Cache Coherence Protocols • Two common types: (Differ in how they track blocks’ sharing state) • Directory-based: • sharing status of a block is kept in a centralized directory • Snooping (or “snoopy”): • Sharing status of each block is maintained (redundantly) locally by each cache • All caches monitor or snoop (eavesdrop) on the memory bus, • to notice events relevant to sharing status of blocks they have • Snooping tends to be more popular
Write Invalidate Protocols • When a processor wants to write to a block, • It first “grabs ownership” of that block, • By telling all other processors to invalidate their own local copy. • This ensures coherence, because • A block recently written is cached in 1 place only: • The cache of the processor that most recently wrote it • Anyone else who wants to write that block will first have to grab back the most recent copy. • The block is also written to memory at that time. Analogous to using RCS to lock files
Meaning of Bus Messages • Write miss on block B: • “Hey, I want to write block B. Everyone, give me the most recent copy if you’re the one who has it. And everyone, also throw away your own copy.” • Read miss on block B: • “Hey, I want to read block B. Everyone, give me the most recent copy, if you have it. But you don’t have to throw away your own copy.” • Writeback of block B: • “Here is the most recent copy of block B, which I produced. I promise not to make any more changes until I after I ask for ownership back and receive it.”
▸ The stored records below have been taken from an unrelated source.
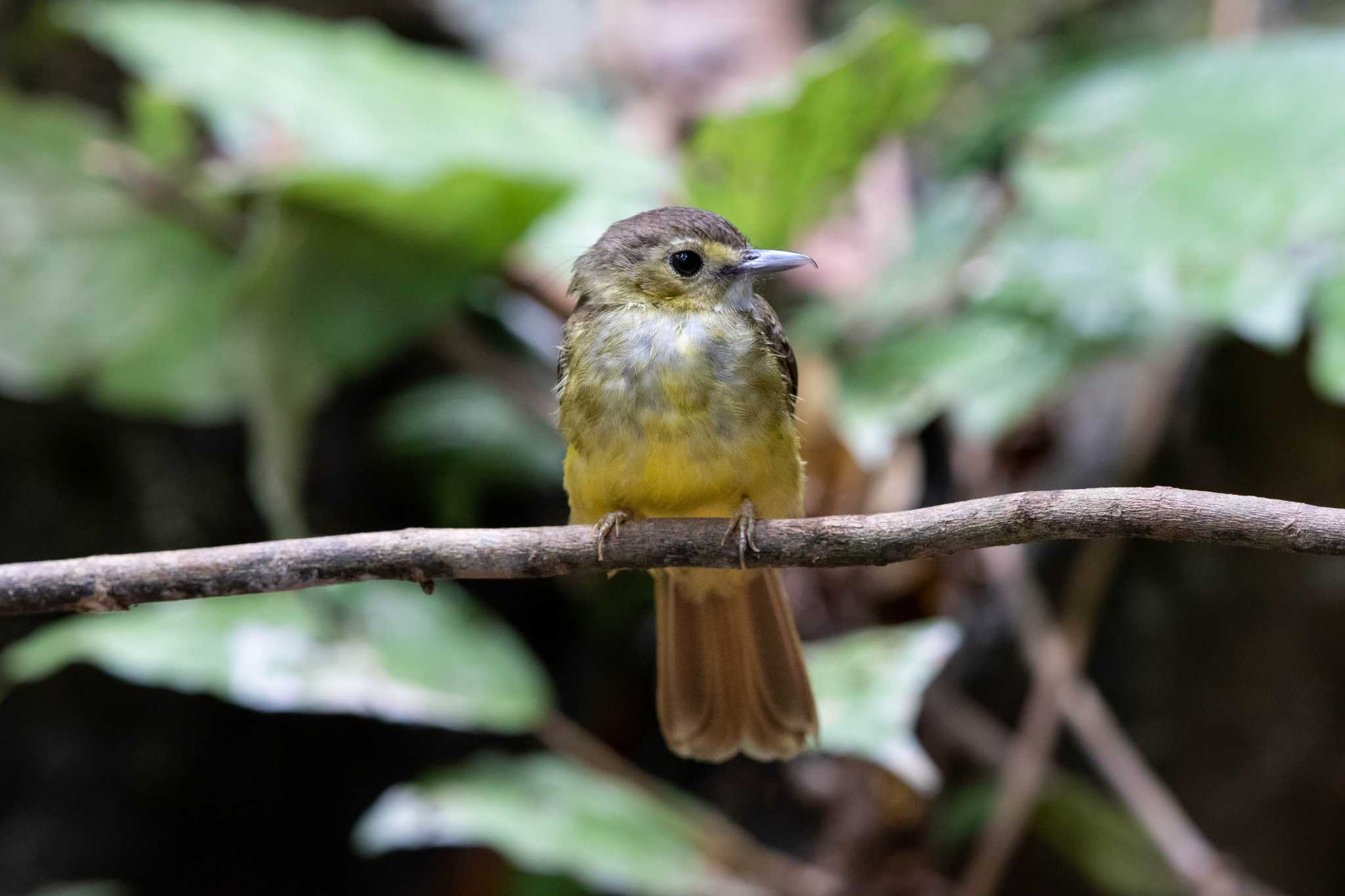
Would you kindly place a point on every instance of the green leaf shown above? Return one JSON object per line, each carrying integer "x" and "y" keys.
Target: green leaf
{"x": 1102, "y": 840}
{"x": 1082, "y": 825}
{"x": 160, "y": 127}
{"x": 775, "y": 169}
{"x": 471, "y": 418}
{"x": 97, "y": 291}
{"x": 351, "y": 119}
{"x": 374, "y": 649}
{"x": 870, "y": 687}
{"x": 1212, "y": 209}
{"x": 1327, "y": 358}
{"x": 548, "y": 815}
{"x": 988, "y": 370}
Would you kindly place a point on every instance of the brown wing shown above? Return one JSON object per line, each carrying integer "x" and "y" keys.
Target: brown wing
{"x": 768, "y": 323}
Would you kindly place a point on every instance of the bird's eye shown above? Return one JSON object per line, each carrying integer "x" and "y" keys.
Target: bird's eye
{"x": 685, "y": 263}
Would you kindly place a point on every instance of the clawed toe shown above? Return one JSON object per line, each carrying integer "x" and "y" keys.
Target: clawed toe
{"x": 609, "y": 524}
{"x": 745, "y": 524}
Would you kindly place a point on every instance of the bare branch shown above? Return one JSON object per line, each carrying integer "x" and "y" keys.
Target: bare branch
{"x": 417, "y": 555}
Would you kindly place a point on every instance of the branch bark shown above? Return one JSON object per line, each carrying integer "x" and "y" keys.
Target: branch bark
{"x": 423, "y": 555}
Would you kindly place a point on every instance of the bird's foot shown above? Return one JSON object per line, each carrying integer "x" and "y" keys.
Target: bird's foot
{"x": 745, "y": 524}
{"x": 609, "y": 524}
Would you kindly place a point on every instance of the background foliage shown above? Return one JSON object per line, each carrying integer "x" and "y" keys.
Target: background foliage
{"x": 284, "y": 268}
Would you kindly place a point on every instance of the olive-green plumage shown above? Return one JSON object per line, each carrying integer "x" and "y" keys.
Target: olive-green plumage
{"x": 677, "y": 399}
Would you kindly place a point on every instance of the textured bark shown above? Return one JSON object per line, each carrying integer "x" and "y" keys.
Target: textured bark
{"x": 423, "y": 555}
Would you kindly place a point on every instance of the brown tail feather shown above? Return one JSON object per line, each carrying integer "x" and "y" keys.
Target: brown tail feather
{"x": 731, "y": 673}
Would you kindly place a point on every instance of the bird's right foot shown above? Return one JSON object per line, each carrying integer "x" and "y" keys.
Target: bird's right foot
{"x": 609, "y": 524}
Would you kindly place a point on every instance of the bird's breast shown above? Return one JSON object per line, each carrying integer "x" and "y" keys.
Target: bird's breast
{"x": 671, "y": 413}
{"x": 671, "y": 377}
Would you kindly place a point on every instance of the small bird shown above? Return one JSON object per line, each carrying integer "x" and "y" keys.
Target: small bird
{"x": 677, "y": 390}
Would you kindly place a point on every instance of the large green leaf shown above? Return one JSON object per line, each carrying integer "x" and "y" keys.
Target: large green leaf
{"x": 549, "y": 815}
{"x": 351, "y": 119}
{"x": 870, "y": 687}
{"x": 1080, "y": 824}
{"x": 775, "y": 169}
{"x": 95, "y": 289}
{"x": 1145, "y": 203}
{"x": 1204, "y": 181}
{"x": 466, "y": 436}
{"x": 378, "y": 649}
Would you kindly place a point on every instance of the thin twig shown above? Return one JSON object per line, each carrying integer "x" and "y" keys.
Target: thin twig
{"x": 1188, "y": 853}
{"x": 414, "y": 555}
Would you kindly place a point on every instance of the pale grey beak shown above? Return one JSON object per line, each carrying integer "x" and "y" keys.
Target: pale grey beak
{"x": 771, "y": 261}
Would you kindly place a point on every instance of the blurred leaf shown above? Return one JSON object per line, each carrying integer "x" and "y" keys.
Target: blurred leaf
{"x": 372, "y": 649}
{"x": 989, "y": 371}
{"x": 467, "y": 437}
{"x": 1082, "y": 825}
{"x": 1327, "y": 360}
{"x": 549, "y": 815}
{"x": 1215, "y": 210}
{"x": 870, "y": 687}
{"x": 354, "y": 120}
{"x": 1102, "y": 840}
{"x": 776, "y": 168}
{"x": 1145, "y": 203}
{"x": 160, "y": 127}
{"x": 97, "y": 291}
{"x": 468, "y": 416}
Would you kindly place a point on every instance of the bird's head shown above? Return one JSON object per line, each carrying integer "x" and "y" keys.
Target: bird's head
{"x": 676, "y": 255}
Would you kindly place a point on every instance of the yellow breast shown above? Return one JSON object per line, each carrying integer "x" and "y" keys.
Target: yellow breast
{"x": 677, "y": 413}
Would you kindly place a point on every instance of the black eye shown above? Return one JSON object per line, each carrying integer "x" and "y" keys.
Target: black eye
{"x": 685, "y": 264}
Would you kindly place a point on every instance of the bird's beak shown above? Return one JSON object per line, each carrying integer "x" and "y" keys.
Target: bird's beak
{"x": 771, "y": 261}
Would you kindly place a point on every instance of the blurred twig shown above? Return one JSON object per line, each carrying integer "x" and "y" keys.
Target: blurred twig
{"x": 1187, "y": 851}
{"x": 1056, "y": 660}
{"x": 1158, "y": 513}
{"x": 163, "y": 194}
{"x": 730, "y": 845}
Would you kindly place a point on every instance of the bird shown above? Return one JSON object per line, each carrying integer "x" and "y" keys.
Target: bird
{"x": 677, "y": 399}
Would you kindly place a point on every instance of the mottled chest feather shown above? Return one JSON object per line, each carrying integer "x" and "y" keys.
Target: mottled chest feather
{"x": 655, "y": 375}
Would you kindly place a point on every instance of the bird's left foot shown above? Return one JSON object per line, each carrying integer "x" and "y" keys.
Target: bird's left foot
{"x": 609, "y": 524}
{"x": 745, "y": 524}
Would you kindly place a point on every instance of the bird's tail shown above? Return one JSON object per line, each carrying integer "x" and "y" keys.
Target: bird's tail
{"x": 731, "y": 672}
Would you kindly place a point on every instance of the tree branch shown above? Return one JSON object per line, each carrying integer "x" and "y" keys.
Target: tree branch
{"x": 423, "y": 555}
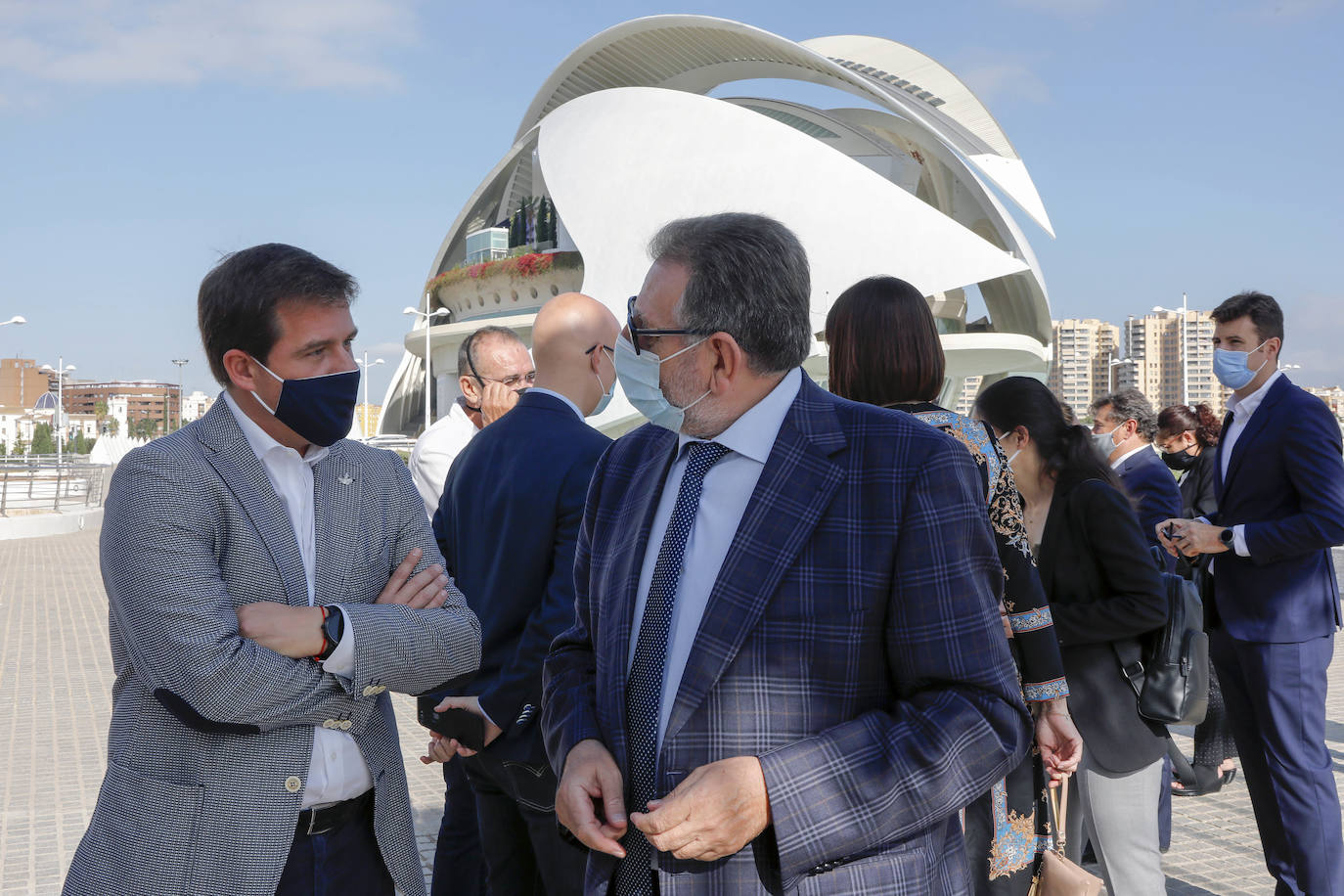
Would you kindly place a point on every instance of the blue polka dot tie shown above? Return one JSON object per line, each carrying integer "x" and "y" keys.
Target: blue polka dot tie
{"x": 644, "y": 688}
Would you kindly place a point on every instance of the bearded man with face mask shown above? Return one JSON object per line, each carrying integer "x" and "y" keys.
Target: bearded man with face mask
{"x": 1275, "y": 604}
{"x": 786, "y": 659}
{"x": 268, "y": 583}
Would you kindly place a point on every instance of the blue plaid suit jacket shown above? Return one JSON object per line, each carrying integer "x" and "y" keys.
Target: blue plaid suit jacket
{"x": 207, "y": 727}
{"x": 851, "y": 641}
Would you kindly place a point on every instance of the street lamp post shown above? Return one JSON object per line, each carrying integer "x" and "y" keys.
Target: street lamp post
{"x": 365, "y": 377}
{"x": 427, "y": 315}
{"x": 1185, "y": 353}
{"x": 61, "y": 370}
{"x": 180, "y": 363}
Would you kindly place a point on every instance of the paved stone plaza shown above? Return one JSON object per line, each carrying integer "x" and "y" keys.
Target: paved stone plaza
{"x": 56, "y": 680}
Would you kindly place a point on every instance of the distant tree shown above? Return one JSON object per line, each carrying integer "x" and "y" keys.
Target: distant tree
{"x": 42, "y": 442}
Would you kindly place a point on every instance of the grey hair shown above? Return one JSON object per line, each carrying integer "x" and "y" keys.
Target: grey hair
{"x": 749, "y": 277}
{"x": 467, "y": 351}
{"x": 1129, "y": 405}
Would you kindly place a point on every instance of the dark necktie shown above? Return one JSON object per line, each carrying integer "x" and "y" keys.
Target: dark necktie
{"x": 644, "y": 687}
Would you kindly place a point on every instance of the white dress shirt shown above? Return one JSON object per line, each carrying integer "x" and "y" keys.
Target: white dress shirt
{"x": 434, "y": 452}
{"x": 1242, "y": 410}
{"x": 337, "y": 769}
{"x": 723, "y": 500}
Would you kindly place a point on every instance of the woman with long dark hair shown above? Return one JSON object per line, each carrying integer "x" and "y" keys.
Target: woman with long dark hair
{"x": 1103, "y": 587}
{"x": 1187, "y": 437}
{"x": 884, "y": 349}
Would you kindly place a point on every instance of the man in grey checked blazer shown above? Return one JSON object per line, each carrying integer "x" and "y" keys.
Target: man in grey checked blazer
{"x": 233, "y": 737}
{"x": 820, "y": 672}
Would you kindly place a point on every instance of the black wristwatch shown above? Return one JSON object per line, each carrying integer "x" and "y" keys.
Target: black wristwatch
{"x": 334, "y": 625}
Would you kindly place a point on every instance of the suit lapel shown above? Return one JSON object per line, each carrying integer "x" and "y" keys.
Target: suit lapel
{"x": 233, "y": 457}
{"x": 794, "y": 489}
{"x": 336, "y": 490}
{"x": 1254, "y": 426}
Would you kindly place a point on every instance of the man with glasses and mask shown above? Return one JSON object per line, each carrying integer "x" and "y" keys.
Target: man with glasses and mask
{"x": 492, "y": 370}
{"x": 1275, "y": 605}
{"x": 509, "y": 525}
{"x": 785, "y": 661}
{"x": 268, "y": 583}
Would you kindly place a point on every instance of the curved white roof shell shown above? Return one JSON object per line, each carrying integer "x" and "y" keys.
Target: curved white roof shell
{"x": 697, "y": 54}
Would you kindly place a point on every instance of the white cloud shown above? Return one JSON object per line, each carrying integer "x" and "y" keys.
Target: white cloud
{"x": 283, "y": 43}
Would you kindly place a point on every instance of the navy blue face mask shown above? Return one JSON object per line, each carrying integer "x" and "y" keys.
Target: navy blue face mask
{"x": 320, "y": 409}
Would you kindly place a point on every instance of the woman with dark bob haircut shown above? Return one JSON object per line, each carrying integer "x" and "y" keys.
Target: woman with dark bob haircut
{"x": 1103, "y": 587}
{"x": 884, "y": 351}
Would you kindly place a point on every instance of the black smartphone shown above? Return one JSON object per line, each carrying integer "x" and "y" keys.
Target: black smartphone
{"x": 461, "y": 726}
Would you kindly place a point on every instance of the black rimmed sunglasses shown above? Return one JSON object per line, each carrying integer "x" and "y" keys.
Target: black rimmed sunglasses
{"x": 636, "y": 332}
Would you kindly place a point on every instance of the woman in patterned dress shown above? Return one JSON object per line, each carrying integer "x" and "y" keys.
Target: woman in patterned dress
{"x": 884, "y": 351}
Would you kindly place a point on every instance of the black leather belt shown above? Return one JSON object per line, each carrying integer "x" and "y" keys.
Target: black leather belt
{"x": 323, "y": 820}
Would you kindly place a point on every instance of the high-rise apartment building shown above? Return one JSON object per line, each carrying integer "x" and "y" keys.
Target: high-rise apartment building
{"x": 1082, "y": 366}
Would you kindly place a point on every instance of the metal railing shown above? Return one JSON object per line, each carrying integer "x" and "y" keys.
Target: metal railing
{"x": 40, "y": 485}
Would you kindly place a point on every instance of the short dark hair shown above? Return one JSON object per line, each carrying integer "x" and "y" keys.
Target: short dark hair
{"x": 1265, "y": 313}
{"x": 1129, "y": 405}
{"x": 884, "y": 344}
{"x": 467, "y": 351}
{"x": 749, "y": 277}
{"x": 236, "y": 306}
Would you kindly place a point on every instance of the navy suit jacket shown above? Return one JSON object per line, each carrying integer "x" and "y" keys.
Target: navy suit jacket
{"x": 1152, "y": 484}
{"x": 507, "y": 524}
{"x": 851, "y": 641}
{"x": 1285, "y": 484}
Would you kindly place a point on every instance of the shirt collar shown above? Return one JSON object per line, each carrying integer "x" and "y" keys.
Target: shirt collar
{"x": 1243, "y": 407}
{"x": 754, "y": 432}
{"x": 563, "y": 398}
{"x": 261, "y": 441}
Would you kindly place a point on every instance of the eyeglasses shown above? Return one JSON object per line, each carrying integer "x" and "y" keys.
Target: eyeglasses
{"x": 636, "y": 334}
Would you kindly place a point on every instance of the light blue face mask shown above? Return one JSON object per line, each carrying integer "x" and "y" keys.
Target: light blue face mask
{"x": 1232, "y": 368}
{"x": 606, "y": 392}
{"x": 639, "y": 375}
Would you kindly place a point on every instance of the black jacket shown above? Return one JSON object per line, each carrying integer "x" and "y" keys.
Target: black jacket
{"x": 1102, "y": 586}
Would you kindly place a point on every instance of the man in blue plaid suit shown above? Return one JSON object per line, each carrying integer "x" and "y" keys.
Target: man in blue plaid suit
{"x": 786, "y": 670}
{"x": 268, "y": 583}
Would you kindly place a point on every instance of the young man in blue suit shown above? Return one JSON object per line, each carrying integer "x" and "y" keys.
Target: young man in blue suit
{"x": 268, "y": 583}
{"x": 1276, "y": 602}
{"x": 1124, "y": 425}
{"x": 786, "y": 666}
{"x": 509, "y": 525}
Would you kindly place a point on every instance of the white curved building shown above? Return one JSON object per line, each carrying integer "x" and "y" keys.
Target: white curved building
{"x": 624, "y": 137}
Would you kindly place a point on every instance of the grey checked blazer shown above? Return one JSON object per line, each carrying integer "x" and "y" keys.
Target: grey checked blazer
{"x": 851, "y": 641}
{"x": 211, "y": 734}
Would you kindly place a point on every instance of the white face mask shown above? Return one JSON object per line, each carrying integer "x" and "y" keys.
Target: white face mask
{"x": 639, "y": 375}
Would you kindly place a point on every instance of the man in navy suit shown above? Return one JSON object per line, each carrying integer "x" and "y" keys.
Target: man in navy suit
{"x": 785, "y": 670}
{"x": 1276, "y": 602}
{"x": 1124, "y": 425}
{"x": 509, "y": 524}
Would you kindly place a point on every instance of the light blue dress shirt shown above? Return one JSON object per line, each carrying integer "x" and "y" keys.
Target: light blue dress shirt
{"x": 728, "y": 489}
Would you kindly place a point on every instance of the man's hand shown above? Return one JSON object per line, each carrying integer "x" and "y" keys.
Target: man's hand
{"x": 426, "y": 589}
{"x": 590, "y": 774}
{"x": 293, "y": 632}
{"x": 1058, "y": 739}
{"x": 444, "y": 748}
{"x": 1189, "y": 538}
{"x": 714, "y": 813}
{"x": 496, "y": 400}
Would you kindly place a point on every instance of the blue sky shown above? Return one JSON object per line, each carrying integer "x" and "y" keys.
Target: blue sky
{"x": 1176, "y": 146}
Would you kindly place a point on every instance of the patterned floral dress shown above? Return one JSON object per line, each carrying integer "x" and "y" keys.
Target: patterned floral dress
{"x": 1007, "y": 828}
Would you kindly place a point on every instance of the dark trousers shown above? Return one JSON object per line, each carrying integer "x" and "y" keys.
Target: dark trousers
{"x": 515, "y": 806}
{"x": 341, "y": 861}
{"x": 459, "y": 870}
{"x": 1276, "y": 704}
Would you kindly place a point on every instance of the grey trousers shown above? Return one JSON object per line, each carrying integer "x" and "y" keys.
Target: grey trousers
{"x": 1117, "y": 812}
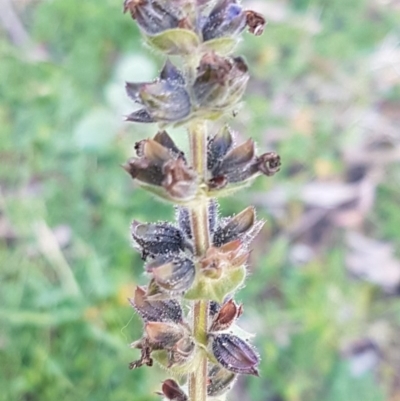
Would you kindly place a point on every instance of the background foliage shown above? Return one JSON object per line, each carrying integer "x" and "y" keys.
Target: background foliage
{"x": 322, "y": 292}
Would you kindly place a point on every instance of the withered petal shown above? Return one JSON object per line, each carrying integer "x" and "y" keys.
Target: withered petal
{"x": 176, "y": 275}
{"x": 237, "y": 158}
{"x": 227, "y": 18}
{"x": 140, "y": 116}
{"x": 133, "y": 90}
{"x": 180, "y": 180}
{"x": 269, "y": 163}
{"x": 220, "y": 380}
{"x": 156, "y": 311}
{"x": 157, "y": 238}
{"x": 171, "y": 389}
{"x": 226, "y": 316}
{"x": 218, "y": 146}
{"x": 164, "y": 334}
{"x": 171, "y": 73}
{"x": 235, "y": 228}
{"x": 155, "y": 153}
{"x": 255, "y": 22}
{"x": 165, "y": 140}
{"x": 235, "y": 354}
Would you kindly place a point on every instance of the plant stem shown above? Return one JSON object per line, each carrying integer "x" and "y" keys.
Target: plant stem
{"x": 201, "y": 238}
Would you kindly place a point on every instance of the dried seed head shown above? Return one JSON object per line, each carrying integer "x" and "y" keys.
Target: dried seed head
{"x": 242, "y": 226}
{"x": 182, "y": 352}
{"x": 165, "y": 100}
{"x": 156, "y": 311}
{"x": 220, "y": 380}
{"x": 171, "y": 389}
{"x": 220, "y": 82}
{"x": 161, "y": 168}
{"x": 226, "y": 316}
{"x": 235, "y": 354}
{"x": 269, "y": 163}
{"x": 164, "y": 335}
{"x": 153, "y": 16}
{"x": 219, "y": 259}
{"x": 235, "y": 167}
{"x": 217, "y": 147}
{"x": 227, "y": 18}
{"x": 255, "y": 22}
{"x": 157, "y": 239}
{"x": 174, "y": 275}
{"x": 180, "y": 181}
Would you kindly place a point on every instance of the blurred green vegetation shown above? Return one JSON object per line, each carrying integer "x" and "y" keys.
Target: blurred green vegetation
{"x": 66, "y": 205}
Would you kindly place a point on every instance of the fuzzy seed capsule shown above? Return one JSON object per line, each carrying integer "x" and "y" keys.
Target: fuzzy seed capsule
{"x": 156, "y": 311}
{"x": 235, "y": 355}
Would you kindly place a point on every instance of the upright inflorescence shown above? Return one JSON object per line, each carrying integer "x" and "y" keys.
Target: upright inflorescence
{"x": 196, "y": 265}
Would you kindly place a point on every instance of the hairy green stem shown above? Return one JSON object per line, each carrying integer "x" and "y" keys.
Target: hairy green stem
{"x": 201, "y": 238}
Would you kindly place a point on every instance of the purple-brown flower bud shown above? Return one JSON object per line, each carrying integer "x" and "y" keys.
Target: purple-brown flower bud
{"x": 220, "y": 83}
{"x": 165, "y": 100}
{"x": 157, "y": 238}
{"x": 181, "y": 352}
{"x": 268, "y": 163}
{"x": 219, "y": 259}
{"x": 236, "y": 166}
{"x": 156, "y": 311}
{"x": 164, "y": 335}
{"x": 171, "y": 389}
{"x": 243, "y": 226}
{"x": 162, "y": 169}
{"x": 235, "y": 354}
{"x": 229, "y": 19}
{"x": 220, "y": 380}
{"x": 226, "y": 316}
{"x": 174, "y": 275}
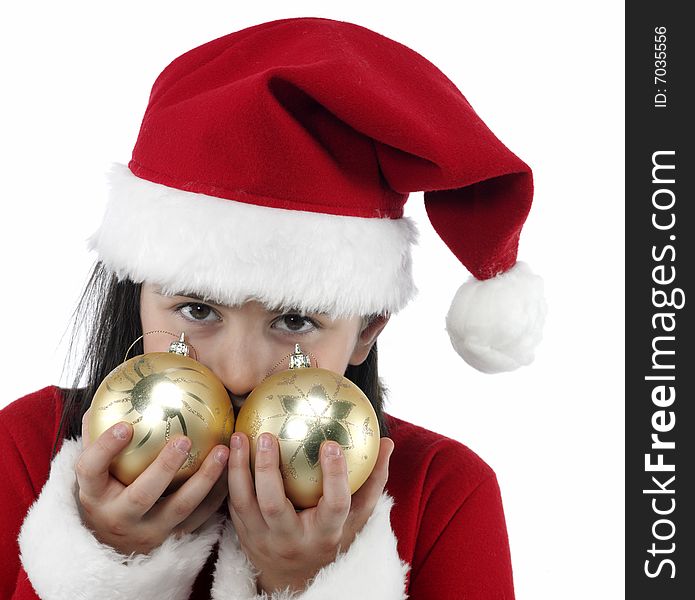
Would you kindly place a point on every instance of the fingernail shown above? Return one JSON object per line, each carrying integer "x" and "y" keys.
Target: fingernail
{"x": 265, "y": 442}
{"x": 332, "y": 450}
{"x": 182, "y": 445}
{"x": 221, "y": 455}
{"x": 120, "y": 431}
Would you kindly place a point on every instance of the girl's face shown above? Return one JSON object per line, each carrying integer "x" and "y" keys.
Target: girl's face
{"x": 242, "y": 344}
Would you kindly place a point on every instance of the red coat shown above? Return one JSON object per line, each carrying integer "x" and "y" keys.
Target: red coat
{"x": 447, "y": 514}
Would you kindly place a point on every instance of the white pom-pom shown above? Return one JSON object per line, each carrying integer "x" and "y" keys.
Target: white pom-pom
{"x": 496, "y": 324}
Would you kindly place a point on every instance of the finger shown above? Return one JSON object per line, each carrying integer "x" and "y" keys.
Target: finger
{"x": 193, "y": 503}
{"x": 85, "y": 429}
{"x": 334, "y": 505}
{"x": 92, "y": 468}
{"x": 141, "y": 495}
{"x": 242, "y": 497}
{"x": 276, "y": 508}
{"x": 364, "y": 500}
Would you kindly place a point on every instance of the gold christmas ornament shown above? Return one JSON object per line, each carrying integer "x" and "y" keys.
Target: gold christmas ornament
{"x": 162, "y": 394}
{"x": 304, "y": 407}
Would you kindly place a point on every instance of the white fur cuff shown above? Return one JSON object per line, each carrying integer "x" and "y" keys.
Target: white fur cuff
{"x": 370, "y": 569}
{"x": 65, "y": 561}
Write-Update Coherence Protocol • Also called write broadcast. • Strategy: Update all cached copies of a block when the block is written. • Comparison versus write-invalidate: • More bus traffic for multiple writes by 1 processor • Less latency for data to be passed between proc’s. • Bus & memory bandwidth is a key limiting factor! • Write-invalidate usually gives best overall perf.